Les 6 provinces amazoniennes (Est) sont plutôt opposées au président Correa, et ont voté "non" à la suppression des corridas (36 cantons sur 41). La population y est peu dense (489 000 électeurs) et les arènes très rares. 

 
Les 7 provinces littorales (Ouest), et leurs 5 630 000 électeurs, sont plutôt favorables au président Correa, et ont voté "oui" à la suppression des corridas (81 cantons sur 86). La province de Guayas, la plus peuplée avec 2 600 000 électeurs, a voté en bloc pour la suppression des corridas, notamment le canton de Guayaquil, le plus peuplé du pays avec 1 730 000 électeurs, même si les arènes de la ville de Guayaquil recrutent peu en proportion.
Notons l'exception, unique dans le pays, du canton de Valencia dans la province de Los Rios, qui a voté massivement "oui" aux autres questions du président Correa, mais a répondu "non" à la question sur la corrida. La place taurine de Valencia est proche de la province taurine de Cotopaxi.
 
Les 10 provinces andines (Centre), et leurs 4 800 000 électeurs, sont partagées :

Du côté du "oui" à l'abolition :
- La province de Pinchincha, deuxième du pays avec près de deux millions d'électeurs (1 940 000), a massivement voté pour la suppression des corridas (sauf 1 canton sur 8, celui de Mejía, 53 000 électeurs). Est notamment concerné le canton de Quito (1 710 000 électeurs), avec la capitale Quito et sa future ex-Feria del Jesús del Gran Poder (novembre-décembre), l'une des plus importantes d'Amérique du sud, où 54 taureaux (9 corridas) étaient massacrés dans la plus grande arène du pays. Il existe également d'autres arènes dans le canton de Quito, et d'autres arènes dans d'autres cantons (Rumiñahui, Cayambe) de la province de Pinchinza.
- La province d'Azuay (581 000 électeurs) a voté "oui" à l'exception de 3 cantons représentant 32 000 électeurs). Le canton de Cuenca et ses 404 000 électeurs, et son arène de Cuenca (3ème ville d'Équateur), a notamment voté "oui".
- La province d'Imbaburra a voté "oui" à l'unanimité de ses cantons (320 000 électeurs), notamment le canton d'Ibarra (144 000 électeurs) et son arène.
- La majorité des cantons de la province de Cañar a voté contre la suppression, mais la place taurine de cette province est dans le canton d'El Tambo, qui a voté pour.
 
Du côté du "non" :
Les autres provinces andines ont voté "non" à la suppression des corridas :  Tungurahua (411 000 électeurs),  Chimborazo (390 000 électeurs, à l'exception du petit canton de Cumandá), Cotopaxi (320 000), Bolívar (150 000), ainsi que la majorité des cantons des provinces de Loja (360 000) et de Carchi (136 000).
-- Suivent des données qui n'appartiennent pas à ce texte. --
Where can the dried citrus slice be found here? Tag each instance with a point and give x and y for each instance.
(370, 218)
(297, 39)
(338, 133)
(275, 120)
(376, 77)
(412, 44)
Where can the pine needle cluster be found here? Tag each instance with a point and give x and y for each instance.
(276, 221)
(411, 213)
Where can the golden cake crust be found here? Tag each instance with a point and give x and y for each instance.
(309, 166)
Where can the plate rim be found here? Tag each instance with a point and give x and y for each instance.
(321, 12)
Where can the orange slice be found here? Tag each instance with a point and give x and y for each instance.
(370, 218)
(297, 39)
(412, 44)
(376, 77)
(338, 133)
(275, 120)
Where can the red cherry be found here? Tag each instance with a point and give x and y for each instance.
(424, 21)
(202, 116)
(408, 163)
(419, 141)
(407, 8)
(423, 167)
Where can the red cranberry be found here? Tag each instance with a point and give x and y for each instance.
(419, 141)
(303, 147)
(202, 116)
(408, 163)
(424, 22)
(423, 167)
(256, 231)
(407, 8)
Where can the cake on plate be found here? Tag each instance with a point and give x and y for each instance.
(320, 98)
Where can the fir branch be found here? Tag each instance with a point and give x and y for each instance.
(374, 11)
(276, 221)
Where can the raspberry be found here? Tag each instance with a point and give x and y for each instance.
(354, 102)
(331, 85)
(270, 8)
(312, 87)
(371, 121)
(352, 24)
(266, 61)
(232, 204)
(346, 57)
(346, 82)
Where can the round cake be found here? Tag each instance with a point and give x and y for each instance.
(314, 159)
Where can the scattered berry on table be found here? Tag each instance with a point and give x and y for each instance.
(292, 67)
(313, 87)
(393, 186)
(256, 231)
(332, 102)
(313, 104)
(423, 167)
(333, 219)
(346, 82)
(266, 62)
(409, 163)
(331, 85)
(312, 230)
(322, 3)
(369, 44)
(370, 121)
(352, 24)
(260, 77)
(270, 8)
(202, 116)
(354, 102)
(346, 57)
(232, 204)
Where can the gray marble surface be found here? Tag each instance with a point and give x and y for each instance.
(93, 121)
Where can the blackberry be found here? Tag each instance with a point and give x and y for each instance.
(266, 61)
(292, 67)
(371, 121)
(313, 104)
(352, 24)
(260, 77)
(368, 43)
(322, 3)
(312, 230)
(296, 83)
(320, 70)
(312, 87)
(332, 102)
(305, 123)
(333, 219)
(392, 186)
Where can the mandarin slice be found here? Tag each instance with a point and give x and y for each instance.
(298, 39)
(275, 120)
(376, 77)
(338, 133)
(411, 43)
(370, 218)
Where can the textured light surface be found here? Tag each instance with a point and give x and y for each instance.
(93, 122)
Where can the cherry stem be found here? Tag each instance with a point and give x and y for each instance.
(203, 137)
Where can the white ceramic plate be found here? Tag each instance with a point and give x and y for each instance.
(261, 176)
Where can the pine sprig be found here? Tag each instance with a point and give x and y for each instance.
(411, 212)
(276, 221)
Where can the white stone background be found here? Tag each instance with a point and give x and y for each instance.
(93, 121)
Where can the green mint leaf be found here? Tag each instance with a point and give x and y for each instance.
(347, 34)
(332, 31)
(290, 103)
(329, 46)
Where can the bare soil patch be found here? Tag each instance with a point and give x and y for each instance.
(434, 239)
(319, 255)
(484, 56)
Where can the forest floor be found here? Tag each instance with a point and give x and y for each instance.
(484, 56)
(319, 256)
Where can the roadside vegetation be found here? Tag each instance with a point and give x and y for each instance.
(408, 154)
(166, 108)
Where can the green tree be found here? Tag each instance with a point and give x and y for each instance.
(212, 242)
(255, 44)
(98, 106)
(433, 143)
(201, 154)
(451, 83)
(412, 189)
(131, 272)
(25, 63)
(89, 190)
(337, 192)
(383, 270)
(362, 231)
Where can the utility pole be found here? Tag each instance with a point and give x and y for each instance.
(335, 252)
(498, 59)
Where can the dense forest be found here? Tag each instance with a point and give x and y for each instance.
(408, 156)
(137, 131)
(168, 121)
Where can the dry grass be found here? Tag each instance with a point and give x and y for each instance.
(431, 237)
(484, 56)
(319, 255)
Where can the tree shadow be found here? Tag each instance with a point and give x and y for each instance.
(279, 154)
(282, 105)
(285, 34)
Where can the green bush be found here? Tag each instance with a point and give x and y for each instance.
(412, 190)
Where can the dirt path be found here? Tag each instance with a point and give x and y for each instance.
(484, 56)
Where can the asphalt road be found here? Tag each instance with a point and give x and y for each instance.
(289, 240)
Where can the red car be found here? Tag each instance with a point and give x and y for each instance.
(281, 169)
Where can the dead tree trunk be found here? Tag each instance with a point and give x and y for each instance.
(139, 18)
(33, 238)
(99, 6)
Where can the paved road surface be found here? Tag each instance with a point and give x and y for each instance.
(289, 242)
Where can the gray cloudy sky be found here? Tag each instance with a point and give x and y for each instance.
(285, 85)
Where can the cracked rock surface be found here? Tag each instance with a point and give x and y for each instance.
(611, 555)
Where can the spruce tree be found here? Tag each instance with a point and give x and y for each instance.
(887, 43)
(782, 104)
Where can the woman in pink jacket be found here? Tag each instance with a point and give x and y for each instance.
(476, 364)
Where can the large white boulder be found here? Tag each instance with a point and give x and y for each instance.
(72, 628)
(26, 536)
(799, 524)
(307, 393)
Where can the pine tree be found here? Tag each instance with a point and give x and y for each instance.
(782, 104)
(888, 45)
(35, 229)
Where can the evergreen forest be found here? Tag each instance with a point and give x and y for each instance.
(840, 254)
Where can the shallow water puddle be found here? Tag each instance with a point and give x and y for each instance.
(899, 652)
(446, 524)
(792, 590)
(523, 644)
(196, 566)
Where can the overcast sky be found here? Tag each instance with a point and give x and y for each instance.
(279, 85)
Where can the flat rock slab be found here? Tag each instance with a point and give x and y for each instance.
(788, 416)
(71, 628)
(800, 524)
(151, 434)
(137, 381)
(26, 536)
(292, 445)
Les provinces de Tungurahua (et sa Feria de Nuestra Señora de la Merced à Ambato), Chimborazo (et sa Feria del Señor del Buen Suceso à Riobamba), et Cotopaxi, sont des provinces taurines, et le resteront donc pour l'instant. Ces trois provinces du centre du pays constitueront, en attendant la disparition des corridas, une "exception" malencontreuse par rapport au reste du pays, un peu à l'instar des zones taurines du sud de la France. Il n'en reste pas moins que cette consultation populaire constitue une avancée majeure vers l'abolition des corridas en Équateur.

 

charles darwin
 
 
 
Notons que l'archipel des Galapagos, province insulaire de l'Équateur, a voté "oui" à la suppression des corridas. Ces îles sont passées à la postérité grâce aux études qu'y a effectuées Charles Darwin en 1835. Rappelons que son ouvrage fondateur, "L'Origine des espèces", qui documente la continuité entre les êtres vivants, a été publié en 1859, six ans après l'introduction des corridas en France.

 

 

Faut-il craindre que la formulation de la question (interdire "les spectacles qui ont comme objectif de mettre un animal à mort") donne lieu à des corridas sans mise à mort ? Les taurins psalmodient sans relâche que la mise à mort doit impérativement conclure le soi-disant affrontement entre l'homme et la bête. D'ailleurs, il y a tout simplement lieu de penser que le public équatorien bouderait des corridas sans "tercio de mort", comme il bouderait les corridas à la portugaise. Ainsi, la municipalité de Cuenca, troisième ville d'Équateur, avait déjà interdit la mise à mort publique des taureaux en 2004 : de ce fait les corridas y ont périclité.


Les résultats de ce vote prendront probablement effet dans les mois qui viennent, une fois que les éventuelles procédures contentieuses seront épuisées.

 

La capitale de l'Équateur, Quito, a une particularité : c'est la première ville à avoir été classée sur la liste du Patrimoine Mondial de l'UNESCO, le 18 septembre 1978.
Un mois plus tard, le 15 octobre 1978, c'est à la Maison de l'UNESCO, à Paris, que la Ligue Internationale des Droits de l'Animal proclamait la Déclaration Universelle des Droits de l'Animal.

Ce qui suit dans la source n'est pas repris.